The Supreme Court decision regarding the Spending power (Medicaid expansion) also represents a step backwards for additional reasons. First, as a practical matter, the Medicaid expansion will be beneficial to women and minority communities—such as persons of color, LGBT individuals, and individuals with chronic conditions—who are disproportionately uninsured and consequently likely to live in poor health. For these individuals, the Medicaid expansion is a real solution to real problems, and the Supreme Court decision has opened the door to allow some states to reject this solution, which will hurt these communities.  

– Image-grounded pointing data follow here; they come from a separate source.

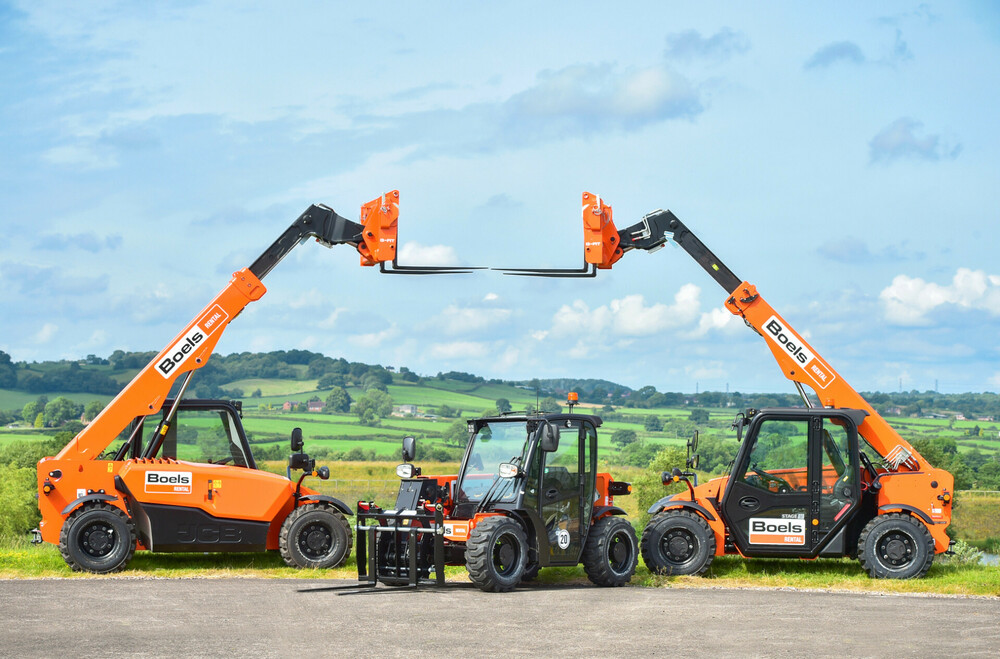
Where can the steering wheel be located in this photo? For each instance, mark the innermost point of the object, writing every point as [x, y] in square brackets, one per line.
[868, 464]
[783, 485]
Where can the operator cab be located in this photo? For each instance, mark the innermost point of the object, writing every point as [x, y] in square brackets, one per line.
[204, 430]
[541, 466]
[795, 483]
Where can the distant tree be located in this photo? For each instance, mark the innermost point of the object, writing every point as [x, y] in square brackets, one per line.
[373, 406]
[60, 411]
[338, 401]
[92, 409]
[624, 437]
[29, 412]
[699, 416]
[8, 373]
[331, 380]
[457, 434]
[550, 405]
[371, 380]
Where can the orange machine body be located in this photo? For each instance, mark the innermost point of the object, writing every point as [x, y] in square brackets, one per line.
[213, 505]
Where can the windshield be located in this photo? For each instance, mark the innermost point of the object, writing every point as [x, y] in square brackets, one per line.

Second, as a matter of principle, the Supreme Court’s decision could restrain the ability of federal programs to evolve. The Supreme Court did not establish a coercion test, and it gave little guidance to Congress about how actions are to be assessed for their coercive qualities in the future. Future Congresses and courts will have to act against this confusing backdrop. As a result, numerous lawsuits can be expected to test the range of congressional authority to improve national initiatives created through the Spending power. Improvements in areas such as Medicaid, antidiscrimination, disability rights, public health, education, child welfare, domestic violence, public safety, and the environment could all be stifled to the detriment of civil rights.

Conclusion
While Medicaid has historically provided coverage only to certain low-income individuals, the Medicaid expansion creates a category to ensure coverage for all low-income individuals. In this sense, the Medicaid expansion may be the largest step in American history toward viewing health care as a human right. The Supreme Court has jeopardized that progress with its ACA decision, and the conservative Supreme Court justices have shown that they will oppose federal authority despite the fact that federal authority in the United States has, for years, paved the way for significant and long term advances in civil rights.

Leonardo Cuello is the director of health reform at the National Health Law Program.